A search for profits and new markets spurred England’s exploration of North America.
Business journalists and historians Butman (Breaking Out: How to Build Influence in a World of Competing Ideas, 2013, etc.) and Targett argue persuasively that the myth of America’s founding narrative, centered on the Pilgrims’ quest for religious freedom, ignores the reality of England’s relationship to the New World in the 16th century. For the English, settlements offered both a market for manufactured goods—especially woolen cloth, on which the economy was largely based—and a source of coveted raw materials, notably fur, wood, and precious metals. America’s origin was not “a fable of moral rectitude and national goodness” but rather the culmination of decades of business deals. Jobs, the authors reveal, were the Pilgrims’ “key concern.” Drawing on considerable primary sources, the authors chronicle the investment groups—beginning with the Company of Merchant Adventurers, in 1552—who gathered shareholders to fund expeditions to foster trade.

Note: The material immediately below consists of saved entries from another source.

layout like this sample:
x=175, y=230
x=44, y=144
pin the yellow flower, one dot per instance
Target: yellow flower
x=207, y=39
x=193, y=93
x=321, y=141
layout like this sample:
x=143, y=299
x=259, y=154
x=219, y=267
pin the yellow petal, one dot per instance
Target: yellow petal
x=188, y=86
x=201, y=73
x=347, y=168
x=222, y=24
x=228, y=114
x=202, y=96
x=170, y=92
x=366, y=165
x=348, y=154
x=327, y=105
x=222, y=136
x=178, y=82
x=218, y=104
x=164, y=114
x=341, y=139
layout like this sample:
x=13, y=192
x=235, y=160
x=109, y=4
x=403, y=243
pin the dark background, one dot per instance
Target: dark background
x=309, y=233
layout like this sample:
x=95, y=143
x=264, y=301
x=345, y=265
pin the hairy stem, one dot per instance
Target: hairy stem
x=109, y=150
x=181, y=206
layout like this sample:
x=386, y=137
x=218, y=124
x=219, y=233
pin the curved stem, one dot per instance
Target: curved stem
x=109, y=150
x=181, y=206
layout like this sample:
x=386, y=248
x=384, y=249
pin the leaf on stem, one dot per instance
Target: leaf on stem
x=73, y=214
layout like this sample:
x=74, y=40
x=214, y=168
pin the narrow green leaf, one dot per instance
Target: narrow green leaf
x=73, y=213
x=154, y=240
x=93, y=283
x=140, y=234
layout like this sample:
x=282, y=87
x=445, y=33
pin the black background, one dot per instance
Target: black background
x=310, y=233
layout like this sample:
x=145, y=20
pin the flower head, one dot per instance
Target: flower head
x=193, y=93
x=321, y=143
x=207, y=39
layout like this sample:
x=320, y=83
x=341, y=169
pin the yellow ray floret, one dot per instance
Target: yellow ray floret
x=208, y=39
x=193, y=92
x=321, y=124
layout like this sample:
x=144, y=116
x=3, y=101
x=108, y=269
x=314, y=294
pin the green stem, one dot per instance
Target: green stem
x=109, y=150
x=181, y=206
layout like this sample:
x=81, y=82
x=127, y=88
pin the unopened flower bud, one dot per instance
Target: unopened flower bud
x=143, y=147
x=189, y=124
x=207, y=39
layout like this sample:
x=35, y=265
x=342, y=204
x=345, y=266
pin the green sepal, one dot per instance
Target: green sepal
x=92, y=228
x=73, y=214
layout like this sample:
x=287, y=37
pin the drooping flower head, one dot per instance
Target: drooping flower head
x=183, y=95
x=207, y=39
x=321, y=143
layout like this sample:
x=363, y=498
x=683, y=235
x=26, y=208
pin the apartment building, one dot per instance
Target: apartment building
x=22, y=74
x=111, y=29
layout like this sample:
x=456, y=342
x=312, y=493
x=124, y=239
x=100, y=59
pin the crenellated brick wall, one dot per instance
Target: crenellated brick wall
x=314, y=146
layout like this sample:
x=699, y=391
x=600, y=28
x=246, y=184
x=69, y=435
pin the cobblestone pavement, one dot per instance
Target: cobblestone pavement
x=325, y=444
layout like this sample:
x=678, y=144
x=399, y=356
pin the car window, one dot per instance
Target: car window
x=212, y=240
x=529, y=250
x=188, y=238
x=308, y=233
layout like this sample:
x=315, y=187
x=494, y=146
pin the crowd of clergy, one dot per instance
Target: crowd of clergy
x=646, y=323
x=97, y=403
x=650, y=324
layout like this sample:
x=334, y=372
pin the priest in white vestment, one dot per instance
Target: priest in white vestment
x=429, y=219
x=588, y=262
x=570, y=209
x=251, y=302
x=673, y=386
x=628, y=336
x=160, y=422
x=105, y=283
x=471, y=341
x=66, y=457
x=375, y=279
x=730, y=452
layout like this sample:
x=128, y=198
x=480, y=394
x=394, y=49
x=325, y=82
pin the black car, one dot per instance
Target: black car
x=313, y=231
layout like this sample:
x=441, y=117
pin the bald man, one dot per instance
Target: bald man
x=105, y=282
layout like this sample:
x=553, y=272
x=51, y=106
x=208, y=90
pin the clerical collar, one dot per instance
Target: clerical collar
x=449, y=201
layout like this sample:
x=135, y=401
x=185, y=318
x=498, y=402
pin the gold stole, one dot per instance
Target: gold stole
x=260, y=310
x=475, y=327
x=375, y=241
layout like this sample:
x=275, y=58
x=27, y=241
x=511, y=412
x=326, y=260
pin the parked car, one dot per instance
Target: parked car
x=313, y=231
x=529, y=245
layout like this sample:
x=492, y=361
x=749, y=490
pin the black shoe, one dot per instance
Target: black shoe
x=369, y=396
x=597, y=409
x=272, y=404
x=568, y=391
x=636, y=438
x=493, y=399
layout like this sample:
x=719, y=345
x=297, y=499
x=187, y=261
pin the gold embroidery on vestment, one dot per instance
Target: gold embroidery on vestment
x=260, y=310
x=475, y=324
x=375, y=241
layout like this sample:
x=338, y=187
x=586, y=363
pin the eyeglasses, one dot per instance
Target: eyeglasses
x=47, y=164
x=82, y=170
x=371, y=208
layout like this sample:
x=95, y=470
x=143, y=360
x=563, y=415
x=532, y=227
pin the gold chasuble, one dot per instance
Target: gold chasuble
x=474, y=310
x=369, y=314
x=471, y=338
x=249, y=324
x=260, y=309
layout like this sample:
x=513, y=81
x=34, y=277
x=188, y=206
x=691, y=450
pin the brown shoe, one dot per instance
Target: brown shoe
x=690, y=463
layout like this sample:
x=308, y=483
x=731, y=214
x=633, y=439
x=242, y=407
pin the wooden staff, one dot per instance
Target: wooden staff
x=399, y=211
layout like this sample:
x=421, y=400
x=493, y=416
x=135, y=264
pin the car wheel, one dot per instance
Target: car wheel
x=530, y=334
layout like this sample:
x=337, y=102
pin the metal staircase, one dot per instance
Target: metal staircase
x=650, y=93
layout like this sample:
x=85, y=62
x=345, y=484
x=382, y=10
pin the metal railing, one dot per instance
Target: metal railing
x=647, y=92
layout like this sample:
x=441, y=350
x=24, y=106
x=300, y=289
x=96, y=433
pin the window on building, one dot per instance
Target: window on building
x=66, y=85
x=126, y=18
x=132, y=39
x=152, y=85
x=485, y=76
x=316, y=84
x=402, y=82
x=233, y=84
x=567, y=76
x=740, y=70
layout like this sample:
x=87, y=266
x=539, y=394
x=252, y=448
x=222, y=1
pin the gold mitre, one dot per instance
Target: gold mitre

The Merchant Adventurers at first focused on trade with Russia and finding a northern route to China. That focus shifted after explorers Martin Frobisher and Francis Drake returned to England in the late 1570s with reports of vast western lands and a possible route to China through the Northwest Passage. In a nation mired in debt and economic problems, the lure of land grants appealed to investors large and small: merchants, artisans, shopkeepers, and soldiers. Nevertheless, with most investors contributing from 5 to 50 pounds, it proved difficult to fund a fleet of several ships and hundreds of men. Storms, disease, navigation errors, and rivalries undermined many voyages. Still, reports of successes “gave England a new way to think about itself—no longer as a sluggish and neglectful nation but as a bold seafaring people.” The authors give ample evidence that “the driving commercial impulse, the spirit of enterprise” underlay the creation of America. As John Smith wrote in 1616, no “other motive than wealth will ever erect there a Commonweale.”
A lively and illuminating revisionist history.